English translation below
Memorial Day for National Socialist victims: A concert in the French
Cathedral to oppose Forgetting
Piano star Soheil Nasseri accompanies Armin Huttenlocher in the memory
of his grandfather, tortured by Nazis.
It is hard to take. And yet grippingly beautiful. As life can be.
On Friday evening at Gendarmenmarkt’s French Cathedral, two men would
like to remind us of a particularly special history- that of Paul
Huttenlocher (1899-1948). It is the evening before Memorial Day for
National Socialist victims.
Paul Huttenlocher was a pianist, married, a father. And because he
loved his Sophie and Sophie was Jewish, in 1938 he was sentenced to
forced labor. He had refused to divorce – the Nazis called that
“Rassenschande” (literal translation: Racial Disgrace, dictionary:
“Nazi term for sexual relations with a non-Aryan”).
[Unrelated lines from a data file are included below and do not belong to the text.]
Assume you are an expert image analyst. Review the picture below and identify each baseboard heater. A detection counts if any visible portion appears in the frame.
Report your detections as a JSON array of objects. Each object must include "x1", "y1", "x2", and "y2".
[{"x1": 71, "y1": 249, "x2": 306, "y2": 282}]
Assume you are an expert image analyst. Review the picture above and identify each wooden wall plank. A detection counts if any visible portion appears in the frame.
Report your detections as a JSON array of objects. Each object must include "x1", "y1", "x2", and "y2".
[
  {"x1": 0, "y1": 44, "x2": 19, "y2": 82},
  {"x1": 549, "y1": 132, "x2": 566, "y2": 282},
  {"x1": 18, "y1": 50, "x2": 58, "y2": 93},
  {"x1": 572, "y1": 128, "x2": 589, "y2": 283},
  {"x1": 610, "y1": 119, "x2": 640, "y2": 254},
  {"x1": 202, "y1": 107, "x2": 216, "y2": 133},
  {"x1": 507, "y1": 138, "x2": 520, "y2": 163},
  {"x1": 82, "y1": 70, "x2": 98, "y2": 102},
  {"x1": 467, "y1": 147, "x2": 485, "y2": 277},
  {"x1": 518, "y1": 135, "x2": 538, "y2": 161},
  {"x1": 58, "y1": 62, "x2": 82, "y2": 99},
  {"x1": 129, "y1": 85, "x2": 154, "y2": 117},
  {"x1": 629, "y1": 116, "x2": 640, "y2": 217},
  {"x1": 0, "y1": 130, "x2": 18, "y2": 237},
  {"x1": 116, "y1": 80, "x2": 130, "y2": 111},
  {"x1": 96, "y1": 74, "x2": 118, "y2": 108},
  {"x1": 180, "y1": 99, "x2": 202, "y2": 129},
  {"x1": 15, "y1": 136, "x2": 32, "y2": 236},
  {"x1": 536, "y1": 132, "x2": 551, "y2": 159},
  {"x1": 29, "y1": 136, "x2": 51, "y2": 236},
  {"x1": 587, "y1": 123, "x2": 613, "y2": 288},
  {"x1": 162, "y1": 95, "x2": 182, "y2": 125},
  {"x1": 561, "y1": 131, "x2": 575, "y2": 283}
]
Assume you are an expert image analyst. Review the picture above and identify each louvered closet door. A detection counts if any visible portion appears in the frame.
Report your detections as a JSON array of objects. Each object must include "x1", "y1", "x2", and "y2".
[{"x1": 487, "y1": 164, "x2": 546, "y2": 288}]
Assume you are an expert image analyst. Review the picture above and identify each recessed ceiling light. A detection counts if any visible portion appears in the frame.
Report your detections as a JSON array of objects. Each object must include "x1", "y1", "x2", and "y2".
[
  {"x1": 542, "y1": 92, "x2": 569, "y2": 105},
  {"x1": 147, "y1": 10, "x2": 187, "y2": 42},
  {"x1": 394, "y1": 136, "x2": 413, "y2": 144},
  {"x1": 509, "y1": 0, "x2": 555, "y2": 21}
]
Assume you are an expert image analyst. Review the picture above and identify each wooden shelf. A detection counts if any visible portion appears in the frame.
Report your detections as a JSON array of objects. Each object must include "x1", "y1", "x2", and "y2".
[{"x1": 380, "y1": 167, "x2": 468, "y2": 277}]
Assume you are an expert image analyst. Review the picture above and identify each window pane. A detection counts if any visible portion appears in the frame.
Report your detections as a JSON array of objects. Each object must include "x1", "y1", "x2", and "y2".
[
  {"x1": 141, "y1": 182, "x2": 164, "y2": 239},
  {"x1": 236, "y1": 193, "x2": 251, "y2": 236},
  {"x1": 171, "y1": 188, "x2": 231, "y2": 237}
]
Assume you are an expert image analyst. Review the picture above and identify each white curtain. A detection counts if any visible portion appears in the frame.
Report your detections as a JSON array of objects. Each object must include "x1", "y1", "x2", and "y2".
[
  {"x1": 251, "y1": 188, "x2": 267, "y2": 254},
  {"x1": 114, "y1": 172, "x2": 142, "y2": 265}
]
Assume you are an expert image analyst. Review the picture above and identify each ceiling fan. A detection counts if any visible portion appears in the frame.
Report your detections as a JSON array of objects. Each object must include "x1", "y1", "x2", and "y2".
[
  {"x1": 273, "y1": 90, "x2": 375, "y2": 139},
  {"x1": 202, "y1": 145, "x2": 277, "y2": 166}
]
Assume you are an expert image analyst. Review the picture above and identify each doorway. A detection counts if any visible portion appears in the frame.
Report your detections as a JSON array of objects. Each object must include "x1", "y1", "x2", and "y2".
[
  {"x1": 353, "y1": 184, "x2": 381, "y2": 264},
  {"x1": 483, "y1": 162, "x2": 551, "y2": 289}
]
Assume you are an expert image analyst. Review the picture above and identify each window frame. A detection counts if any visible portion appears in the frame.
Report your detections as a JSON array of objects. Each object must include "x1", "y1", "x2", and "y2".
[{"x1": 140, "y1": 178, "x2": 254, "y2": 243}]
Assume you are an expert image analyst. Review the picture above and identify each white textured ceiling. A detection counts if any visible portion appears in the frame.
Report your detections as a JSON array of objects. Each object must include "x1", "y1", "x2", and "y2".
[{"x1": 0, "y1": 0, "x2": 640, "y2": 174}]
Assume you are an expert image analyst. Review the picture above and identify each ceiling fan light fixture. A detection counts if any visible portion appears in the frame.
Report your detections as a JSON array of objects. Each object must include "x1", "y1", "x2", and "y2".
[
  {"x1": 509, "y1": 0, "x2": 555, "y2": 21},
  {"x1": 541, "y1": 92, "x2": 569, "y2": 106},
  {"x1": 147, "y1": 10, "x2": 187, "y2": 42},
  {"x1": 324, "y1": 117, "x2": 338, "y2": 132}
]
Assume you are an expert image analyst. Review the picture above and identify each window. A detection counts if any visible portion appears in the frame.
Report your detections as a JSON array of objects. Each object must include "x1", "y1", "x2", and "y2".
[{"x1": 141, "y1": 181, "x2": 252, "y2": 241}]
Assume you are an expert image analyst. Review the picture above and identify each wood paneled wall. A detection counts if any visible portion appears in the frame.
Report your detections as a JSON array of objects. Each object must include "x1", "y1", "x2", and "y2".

With sadistic
calculation, according to documents, Nazi thugs sent him to a
workplace that would forever destroy his pianist hands – a leather
tannery.
His grandson Armin Huttenlocher (55) says: “My grandfather survived
the war, and my grandmother Sophie also survived – in a hiding place.
But it must have been hell for him – for two years he played the piano
like a crazy person with ever bloody hands. My father told me this
just before he died. But Paul couldn’t be a pianist anymore – and he
took his own life with poison.”
Photo caption: Paul Huttenlocher in 1933 with his son Jakob Hans, then
4 years old.
Grandma Sophie managed to keep a silver menora – a candleholder for
the Jewish Shabbat—throughout the war. On Friday her grandson will
bring it to the concert. And he will tell the story of his
grandfather Paul and the Berliner pianist Soheil Nasseri (39) will
play Rachmaninoff and Schubert.
Armin Huttenlocher: “It is difficult for me to talk about this story.
Yet at the same time I would like to show that in all the years after
Paul’s death my grandmother did not give into desperation. She made a
beautiful, happy life for us grandchildren possible!”